[OpenVINO] Export DFlash for OpenVINO by ofirzaf · Pull Request #1756 · huggingface/optimum-intel

ofirzaf · 2026-05-30T19:21:02Z

What does this PR do?

We implement the support to export DFlash draft models for speculative decoding with OpenVINO.
Also, we implement hidden_states annotations in exported OV models to better support operations that require hidden_states as outputs from OV models (like DFlash/Eagle3) methods, that will be applied automatically to all models exported for text generation the graph doesn't change as this is only annotations.

Commands to export DFlash model with this PR:

optimum-cli export openvino \
  --model z-lab/Qwen3.6-Coder-35B-A3B-DFlash \
  --task text-generation-with-past \
  --trust-remote-code \
  --dflash-target-model Qwen/Qwen3.6-35B-A3B \
  --disable-convert-tokenizer \
  qwen3.6-35b-a3b-dflash-int8-ov

Before submitting

This PR fixes a typo or improves the docs (you can dismiss the other checks if that's the case).
Did you make sure to update the documentation with your changes?
Did you write any new necessary tests?

- Introduced `--dflash-target-model` argument for exporting DFlash draft models. - Implemented `update_config_for_dflash` to handle DFlash-specific configurations. - Enhanced model conversion and metadata handling for DFlash models. - Added `DFlashDummyInputGenerator` for generating dummy inputs specific to DFlash. - Updated tests to include DFlash model loading and export functionality. This update enables the export and inference of models utilizing DFlash architecture, enhancing the OpenVINO integration.

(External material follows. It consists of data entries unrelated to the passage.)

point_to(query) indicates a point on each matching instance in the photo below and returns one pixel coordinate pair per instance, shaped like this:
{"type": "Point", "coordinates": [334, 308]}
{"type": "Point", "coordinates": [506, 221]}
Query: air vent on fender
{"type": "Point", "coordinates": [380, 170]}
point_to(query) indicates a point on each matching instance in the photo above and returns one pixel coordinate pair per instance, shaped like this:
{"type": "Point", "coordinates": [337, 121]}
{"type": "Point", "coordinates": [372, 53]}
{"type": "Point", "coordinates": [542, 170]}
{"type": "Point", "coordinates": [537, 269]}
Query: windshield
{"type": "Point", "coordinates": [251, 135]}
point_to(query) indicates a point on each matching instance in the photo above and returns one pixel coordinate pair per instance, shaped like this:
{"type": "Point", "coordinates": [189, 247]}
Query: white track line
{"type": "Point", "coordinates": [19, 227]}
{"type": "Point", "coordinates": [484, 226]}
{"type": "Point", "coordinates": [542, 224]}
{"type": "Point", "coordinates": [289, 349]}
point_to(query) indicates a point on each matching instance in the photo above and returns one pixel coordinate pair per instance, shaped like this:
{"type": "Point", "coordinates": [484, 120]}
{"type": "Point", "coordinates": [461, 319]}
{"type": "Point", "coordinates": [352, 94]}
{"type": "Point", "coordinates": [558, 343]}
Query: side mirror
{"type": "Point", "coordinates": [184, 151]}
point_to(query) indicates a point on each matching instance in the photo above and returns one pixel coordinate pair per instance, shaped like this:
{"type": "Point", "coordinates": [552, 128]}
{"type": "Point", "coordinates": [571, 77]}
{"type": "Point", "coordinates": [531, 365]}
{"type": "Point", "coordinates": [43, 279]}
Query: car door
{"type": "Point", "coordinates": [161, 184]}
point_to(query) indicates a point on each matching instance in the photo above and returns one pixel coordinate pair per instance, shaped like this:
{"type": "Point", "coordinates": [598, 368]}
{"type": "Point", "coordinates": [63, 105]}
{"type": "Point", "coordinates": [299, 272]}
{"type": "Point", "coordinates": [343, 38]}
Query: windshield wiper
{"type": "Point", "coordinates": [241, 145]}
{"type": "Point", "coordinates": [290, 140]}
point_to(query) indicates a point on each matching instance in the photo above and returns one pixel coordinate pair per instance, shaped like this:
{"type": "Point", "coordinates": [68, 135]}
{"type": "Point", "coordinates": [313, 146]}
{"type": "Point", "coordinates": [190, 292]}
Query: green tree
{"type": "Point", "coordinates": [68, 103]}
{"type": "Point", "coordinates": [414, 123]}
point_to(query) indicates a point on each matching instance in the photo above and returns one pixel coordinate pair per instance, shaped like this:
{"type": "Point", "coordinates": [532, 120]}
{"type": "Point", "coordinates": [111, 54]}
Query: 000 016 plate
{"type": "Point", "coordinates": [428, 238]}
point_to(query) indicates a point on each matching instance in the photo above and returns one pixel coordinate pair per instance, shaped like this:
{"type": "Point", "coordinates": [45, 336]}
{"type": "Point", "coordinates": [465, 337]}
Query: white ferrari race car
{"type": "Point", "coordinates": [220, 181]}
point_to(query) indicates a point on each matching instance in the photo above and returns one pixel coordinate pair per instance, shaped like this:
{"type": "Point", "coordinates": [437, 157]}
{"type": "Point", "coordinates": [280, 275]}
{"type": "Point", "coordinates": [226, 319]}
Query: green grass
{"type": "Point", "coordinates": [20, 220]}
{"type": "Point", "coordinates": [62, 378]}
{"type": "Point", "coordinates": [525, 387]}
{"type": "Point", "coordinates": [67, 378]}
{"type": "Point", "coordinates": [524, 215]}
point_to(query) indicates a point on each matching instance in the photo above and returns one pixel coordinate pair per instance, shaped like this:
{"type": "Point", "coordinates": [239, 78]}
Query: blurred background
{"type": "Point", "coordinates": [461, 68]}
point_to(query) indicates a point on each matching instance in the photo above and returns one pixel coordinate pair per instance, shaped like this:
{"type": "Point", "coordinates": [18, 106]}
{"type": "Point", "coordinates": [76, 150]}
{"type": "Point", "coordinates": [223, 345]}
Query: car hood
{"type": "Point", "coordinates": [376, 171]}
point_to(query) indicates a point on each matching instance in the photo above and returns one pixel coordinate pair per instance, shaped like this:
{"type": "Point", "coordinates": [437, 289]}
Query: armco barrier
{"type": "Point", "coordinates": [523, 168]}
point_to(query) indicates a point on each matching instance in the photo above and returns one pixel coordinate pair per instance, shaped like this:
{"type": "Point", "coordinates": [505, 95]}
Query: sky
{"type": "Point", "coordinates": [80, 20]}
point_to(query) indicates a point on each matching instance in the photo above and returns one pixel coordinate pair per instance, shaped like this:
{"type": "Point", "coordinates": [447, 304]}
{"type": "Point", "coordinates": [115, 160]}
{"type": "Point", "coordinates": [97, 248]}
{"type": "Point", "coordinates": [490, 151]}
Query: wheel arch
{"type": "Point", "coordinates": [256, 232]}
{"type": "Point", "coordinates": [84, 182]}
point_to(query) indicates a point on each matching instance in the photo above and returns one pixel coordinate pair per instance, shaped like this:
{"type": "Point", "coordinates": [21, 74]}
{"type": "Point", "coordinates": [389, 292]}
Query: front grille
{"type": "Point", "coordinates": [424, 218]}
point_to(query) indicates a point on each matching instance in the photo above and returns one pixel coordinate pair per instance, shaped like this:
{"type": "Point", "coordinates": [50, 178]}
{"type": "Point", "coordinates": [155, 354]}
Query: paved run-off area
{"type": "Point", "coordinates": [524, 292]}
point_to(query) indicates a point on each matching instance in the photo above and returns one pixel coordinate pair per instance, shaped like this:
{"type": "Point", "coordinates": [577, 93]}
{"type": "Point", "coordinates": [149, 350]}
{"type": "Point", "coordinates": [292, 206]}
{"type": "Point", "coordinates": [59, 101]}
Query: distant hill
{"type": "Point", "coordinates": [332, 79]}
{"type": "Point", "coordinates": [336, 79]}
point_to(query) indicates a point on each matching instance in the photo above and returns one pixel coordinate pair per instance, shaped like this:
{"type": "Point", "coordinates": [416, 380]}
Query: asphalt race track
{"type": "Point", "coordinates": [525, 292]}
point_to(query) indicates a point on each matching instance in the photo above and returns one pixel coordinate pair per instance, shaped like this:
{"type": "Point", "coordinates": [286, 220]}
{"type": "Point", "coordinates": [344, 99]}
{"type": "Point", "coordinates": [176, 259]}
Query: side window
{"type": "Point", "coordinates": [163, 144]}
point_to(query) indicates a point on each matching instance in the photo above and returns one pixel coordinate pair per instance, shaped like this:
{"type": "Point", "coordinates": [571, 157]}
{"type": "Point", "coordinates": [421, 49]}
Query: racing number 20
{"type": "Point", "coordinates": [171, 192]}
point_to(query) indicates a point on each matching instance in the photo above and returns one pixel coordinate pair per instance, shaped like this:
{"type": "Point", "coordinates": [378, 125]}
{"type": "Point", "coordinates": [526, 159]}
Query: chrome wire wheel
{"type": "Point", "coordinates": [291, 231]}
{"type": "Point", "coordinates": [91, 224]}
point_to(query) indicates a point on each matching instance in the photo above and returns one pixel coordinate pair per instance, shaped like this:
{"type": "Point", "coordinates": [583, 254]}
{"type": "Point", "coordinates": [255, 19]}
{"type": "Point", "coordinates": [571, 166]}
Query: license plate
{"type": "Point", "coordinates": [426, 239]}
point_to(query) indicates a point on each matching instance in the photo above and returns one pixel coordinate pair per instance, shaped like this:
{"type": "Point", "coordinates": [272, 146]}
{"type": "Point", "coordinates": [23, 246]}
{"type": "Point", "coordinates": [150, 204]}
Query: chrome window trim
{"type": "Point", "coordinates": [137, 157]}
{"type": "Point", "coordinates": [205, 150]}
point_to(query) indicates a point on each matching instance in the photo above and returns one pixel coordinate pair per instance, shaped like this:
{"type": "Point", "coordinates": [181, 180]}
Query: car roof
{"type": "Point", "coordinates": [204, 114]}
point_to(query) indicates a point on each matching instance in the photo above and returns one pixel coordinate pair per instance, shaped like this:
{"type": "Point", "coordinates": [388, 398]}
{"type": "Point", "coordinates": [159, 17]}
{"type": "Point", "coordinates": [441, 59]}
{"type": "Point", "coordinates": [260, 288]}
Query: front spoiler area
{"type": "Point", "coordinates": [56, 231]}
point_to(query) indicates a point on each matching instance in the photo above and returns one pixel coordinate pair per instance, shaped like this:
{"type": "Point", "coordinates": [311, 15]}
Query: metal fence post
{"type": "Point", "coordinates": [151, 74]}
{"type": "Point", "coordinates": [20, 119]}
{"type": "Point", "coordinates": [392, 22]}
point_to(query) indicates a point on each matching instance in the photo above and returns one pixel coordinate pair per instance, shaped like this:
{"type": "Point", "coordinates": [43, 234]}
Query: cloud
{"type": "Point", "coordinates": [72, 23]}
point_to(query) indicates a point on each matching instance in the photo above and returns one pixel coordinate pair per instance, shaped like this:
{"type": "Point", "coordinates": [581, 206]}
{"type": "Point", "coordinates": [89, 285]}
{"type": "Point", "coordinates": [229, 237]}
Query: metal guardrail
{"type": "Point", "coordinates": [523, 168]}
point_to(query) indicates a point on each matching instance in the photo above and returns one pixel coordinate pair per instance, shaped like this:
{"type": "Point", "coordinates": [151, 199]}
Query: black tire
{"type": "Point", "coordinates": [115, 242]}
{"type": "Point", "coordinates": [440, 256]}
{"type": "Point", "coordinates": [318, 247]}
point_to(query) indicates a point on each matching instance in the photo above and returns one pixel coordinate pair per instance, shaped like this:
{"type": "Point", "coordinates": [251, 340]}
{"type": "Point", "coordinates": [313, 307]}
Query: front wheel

- Removed the direct call to `_load_target_weights` in the constructor of `Qwen3DFlashForCausalLM`. - Added a class method `from_pretrained` to handle loading weights and configurations more effectively. - Updated weight handling to ensure compatibility with the target data type. - Modified the `extract_dflash_debug_bundle.py` script to use `dtype` instead of `torch_dtype` and added `attn_implementation` parameter for draft model loading. These changes improve the model's initialization process and enhance the flexibility of loading configurations.

…dels - Introduced functions to check and annotate hidden states in models during export. - Enhanced configuration to include hidden state outputs for models with multiple hidden layers. - Implemented a test suite to validate hidden state annotations in exported OpenVINO models. These changes improve the model export process by allowing the inclusion of hidden states, which is essential for certain text generation tasks.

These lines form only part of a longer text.